How to Check Your Child's Heart Rate at Home

The most reliable manual method takes 60 seconds. Place two fingers on the inside of the wrist just below the thumb, or on the side of the neck below the jaw. Count each beat for a full minute. The child should have been sitting quietly for at least five minutes beforehand, and the measurement should not follow any physical activity, strong emotion, or a recent meal.

Pulse oximeters, now common in many households, display heart rate alongside oxygen saturation and are reasonably accurate when the fingers are warm and the child is still. Most modern smartwatches with optical sensors give a comparable resting estimate. Neither replaces a clinical 12-lead ECG, which records the electrical activity of the heart directly and provides information no wrist-worn device can replicate.

If a reading consistently falls outside the normal range for your child's age, or if you notice a very fast, very slow, or irregular rhythm, write down the reading, the time, and what your child was doing beforehand. Bring that record to your next consultation. That information shapes the clinical picture significantly and helps avoid unnecessary repeat visits.

❓Frequently Asked Questions

What is a normal heart rate for a newborn?

A normal resting heart rate for a newborn in the first month of life ranges from 100 to 160 beats per minute. The median is approximately 127 beats per minute at birth, rising to a peak of around 145 beats per minute at one month of age before gradually declining.

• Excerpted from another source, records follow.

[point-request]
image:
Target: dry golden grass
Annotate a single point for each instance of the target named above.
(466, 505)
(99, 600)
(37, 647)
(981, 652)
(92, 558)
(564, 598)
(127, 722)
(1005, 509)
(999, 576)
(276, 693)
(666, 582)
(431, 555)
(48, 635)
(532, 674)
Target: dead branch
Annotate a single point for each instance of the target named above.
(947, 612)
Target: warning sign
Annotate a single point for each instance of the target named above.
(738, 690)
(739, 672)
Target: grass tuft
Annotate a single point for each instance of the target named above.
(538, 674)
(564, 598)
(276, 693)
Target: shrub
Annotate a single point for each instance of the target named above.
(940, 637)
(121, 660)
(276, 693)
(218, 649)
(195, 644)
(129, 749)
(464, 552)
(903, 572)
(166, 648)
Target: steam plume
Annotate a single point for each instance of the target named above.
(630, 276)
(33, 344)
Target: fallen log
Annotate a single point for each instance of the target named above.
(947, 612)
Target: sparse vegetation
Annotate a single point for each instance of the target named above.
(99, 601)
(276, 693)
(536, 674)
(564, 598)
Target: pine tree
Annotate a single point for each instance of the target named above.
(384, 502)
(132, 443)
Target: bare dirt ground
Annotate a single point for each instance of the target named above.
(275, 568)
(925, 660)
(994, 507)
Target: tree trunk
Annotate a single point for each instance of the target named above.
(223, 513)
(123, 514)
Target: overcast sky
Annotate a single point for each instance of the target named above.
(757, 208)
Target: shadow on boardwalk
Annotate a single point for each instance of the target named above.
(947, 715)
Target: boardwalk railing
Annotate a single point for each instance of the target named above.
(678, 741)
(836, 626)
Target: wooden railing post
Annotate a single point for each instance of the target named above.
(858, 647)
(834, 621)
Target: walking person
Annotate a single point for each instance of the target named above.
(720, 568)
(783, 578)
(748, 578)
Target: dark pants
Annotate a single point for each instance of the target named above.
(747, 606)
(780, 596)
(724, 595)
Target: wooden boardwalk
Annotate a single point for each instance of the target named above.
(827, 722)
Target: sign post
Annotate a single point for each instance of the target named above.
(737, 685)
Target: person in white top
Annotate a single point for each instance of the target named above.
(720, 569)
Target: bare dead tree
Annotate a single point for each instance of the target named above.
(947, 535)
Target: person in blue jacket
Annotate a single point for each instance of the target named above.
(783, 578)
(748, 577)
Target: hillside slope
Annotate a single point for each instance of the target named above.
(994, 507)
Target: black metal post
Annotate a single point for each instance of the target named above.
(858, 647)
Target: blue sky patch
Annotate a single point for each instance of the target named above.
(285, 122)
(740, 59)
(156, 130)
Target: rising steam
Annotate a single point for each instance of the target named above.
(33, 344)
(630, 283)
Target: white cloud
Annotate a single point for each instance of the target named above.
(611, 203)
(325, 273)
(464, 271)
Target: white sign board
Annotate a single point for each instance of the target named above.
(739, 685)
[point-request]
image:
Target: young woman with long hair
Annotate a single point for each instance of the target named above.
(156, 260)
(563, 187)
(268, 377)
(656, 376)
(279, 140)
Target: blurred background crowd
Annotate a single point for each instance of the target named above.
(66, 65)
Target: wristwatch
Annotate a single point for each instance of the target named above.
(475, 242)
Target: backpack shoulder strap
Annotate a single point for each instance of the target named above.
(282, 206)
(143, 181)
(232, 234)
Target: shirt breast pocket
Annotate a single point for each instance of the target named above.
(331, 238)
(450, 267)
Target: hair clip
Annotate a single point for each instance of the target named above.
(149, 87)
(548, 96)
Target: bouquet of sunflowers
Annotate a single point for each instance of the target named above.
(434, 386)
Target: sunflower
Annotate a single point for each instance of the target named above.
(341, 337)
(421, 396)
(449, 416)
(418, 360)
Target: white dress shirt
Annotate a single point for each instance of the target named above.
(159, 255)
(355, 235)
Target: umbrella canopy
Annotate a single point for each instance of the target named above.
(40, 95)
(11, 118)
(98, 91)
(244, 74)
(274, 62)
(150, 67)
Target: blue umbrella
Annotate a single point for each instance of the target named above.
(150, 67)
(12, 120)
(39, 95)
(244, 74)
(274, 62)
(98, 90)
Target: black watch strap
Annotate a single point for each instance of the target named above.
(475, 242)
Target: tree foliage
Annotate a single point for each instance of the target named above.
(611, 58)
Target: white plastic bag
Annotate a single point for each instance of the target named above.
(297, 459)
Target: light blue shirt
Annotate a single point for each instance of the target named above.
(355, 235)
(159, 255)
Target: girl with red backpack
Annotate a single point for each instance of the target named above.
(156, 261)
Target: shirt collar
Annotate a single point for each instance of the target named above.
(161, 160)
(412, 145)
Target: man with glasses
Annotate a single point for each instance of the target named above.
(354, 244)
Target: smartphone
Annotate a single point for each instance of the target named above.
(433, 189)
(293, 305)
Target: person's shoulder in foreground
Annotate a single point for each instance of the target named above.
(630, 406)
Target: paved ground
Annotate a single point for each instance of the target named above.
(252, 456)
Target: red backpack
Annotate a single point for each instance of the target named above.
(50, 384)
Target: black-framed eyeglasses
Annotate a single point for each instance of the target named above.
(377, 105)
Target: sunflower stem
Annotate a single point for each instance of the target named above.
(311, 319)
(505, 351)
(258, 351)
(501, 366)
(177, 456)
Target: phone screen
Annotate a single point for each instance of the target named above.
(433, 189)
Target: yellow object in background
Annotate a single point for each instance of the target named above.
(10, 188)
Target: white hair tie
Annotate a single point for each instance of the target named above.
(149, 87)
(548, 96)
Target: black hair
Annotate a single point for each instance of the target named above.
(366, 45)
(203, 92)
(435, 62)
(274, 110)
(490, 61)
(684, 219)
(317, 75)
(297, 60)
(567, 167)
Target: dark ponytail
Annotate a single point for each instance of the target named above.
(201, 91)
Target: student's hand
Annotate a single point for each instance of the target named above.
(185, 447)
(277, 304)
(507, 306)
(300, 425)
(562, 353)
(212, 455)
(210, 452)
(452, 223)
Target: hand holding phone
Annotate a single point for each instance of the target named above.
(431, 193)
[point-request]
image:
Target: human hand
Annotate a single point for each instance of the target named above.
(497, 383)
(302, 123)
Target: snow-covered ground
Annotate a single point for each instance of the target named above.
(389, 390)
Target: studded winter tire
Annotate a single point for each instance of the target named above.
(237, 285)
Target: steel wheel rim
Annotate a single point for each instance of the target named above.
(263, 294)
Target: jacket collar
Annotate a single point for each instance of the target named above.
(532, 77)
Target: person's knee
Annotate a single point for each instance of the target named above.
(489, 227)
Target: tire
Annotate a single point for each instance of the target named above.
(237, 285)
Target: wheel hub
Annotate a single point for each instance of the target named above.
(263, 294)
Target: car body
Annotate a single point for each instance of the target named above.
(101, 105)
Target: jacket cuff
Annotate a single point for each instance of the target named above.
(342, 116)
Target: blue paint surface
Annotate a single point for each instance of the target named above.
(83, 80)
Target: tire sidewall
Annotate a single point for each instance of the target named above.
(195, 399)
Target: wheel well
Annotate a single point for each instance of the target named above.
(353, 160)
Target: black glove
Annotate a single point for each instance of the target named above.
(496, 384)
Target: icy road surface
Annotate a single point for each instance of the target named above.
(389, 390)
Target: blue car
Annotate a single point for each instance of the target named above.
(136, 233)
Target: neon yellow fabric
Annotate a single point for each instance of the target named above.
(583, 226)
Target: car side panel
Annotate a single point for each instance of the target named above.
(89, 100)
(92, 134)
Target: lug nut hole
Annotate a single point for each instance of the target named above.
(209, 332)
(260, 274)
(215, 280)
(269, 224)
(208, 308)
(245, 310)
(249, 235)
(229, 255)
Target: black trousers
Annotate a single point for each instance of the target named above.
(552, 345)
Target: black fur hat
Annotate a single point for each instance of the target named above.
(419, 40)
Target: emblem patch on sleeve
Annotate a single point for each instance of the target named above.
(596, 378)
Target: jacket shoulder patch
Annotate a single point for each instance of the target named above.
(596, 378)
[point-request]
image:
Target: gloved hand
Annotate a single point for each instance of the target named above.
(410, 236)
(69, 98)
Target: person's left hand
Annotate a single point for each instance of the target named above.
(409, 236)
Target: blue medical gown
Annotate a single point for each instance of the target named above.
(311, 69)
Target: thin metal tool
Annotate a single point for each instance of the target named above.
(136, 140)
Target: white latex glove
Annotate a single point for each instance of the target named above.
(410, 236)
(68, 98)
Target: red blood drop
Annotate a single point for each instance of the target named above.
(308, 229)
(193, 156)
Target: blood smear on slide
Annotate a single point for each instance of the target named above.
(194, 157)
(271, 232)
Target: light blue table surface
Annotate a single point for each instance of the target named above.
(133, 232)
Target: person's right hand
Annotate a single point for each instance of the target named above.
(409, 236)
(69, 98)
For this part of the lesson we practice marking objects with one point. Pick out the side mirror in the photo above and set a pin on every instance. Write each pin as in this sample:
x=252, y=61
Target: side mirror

What is a normal heart rate for a 6-month-old baby?

A resting heart rate of between 80 and 150 beats per minute is normal for a baby aged 6 to 12 months. The median is approximately 120 beats per minute. Rates are typically 5 to 10 beats per minute lower during sleep.

What is a normal heart rate for a 2-year-old?

For a child aged 1 to 2 years, a resting heart rate between 80 and 140 beats per minute falls within the normal range. The median around this age is approximately 113 beats per minute, reflecting the significant decline from the high rates of early infancy.

What is a normal heart rate for a 5-year-old?

A resting heart rate of 75 to 125 beats per minute is normal for a child aged 2 to 5 years. By age 5, most children have a median resting rate of around 103 beats per minute.

What is a normal heart rate for a 10-year-old?

For a school-age child between 8 and 12 years, a resting heart rate of 60 to 105 beats per minute is within the normal range. The median is approximately 82 beats per minute at 10 years of age.

What is a normal heart rate for a teenager?

A normal resting heart rate for a teenager aged 12 to 18 years ranges from 50 to 100 beats per minute, progressively approaching adult values. Well-trained athletes may have resting rates as low as 45 beats per minute without this indicating any problem.

What is considered tachycardia in a child?

Tachycardia in children is a persistently elevated resting heart rate above the upper normal limit for age. For a newborn this threshold is approximately 160 beats per minute; for a 5-year-old, around 125 beats per minute; and for a teenager, 100 beats per minute. A single elevated reading during fever, distress, or physical activity does not constitute clinical tachycardia.

What is considered bradycardia in a child?

Bradycardia in children is a persistent resting heart rate below the lower limit for age. For an infant this means below approximately 80 to 100 beats per minute; for a school-age child, below 60 beats per minute. Physically active or athletic children may have lower resting rates without this representing pathology.

Does a child's heart rate change during sleep?

Yes. A child's heart rate during sleep is typically 5 to 10 beats per minute lower than their waking resting rate. This reflects the normal shift in autonomic balance during sleep and does not indicate a problem.

When should I take my child to see a paediatric cardiologist about their heart rate?

A paediatric cardiology assessment is appropriate if your child has a consistently fast or slow resting heart rate for their age, reports palpitations, dizziness, or fainting, or if a healthcare professional has raised a concern following an ECG or routine examination. Early assessment is always preferable to prolonged monitoring at home when uncertainty exists.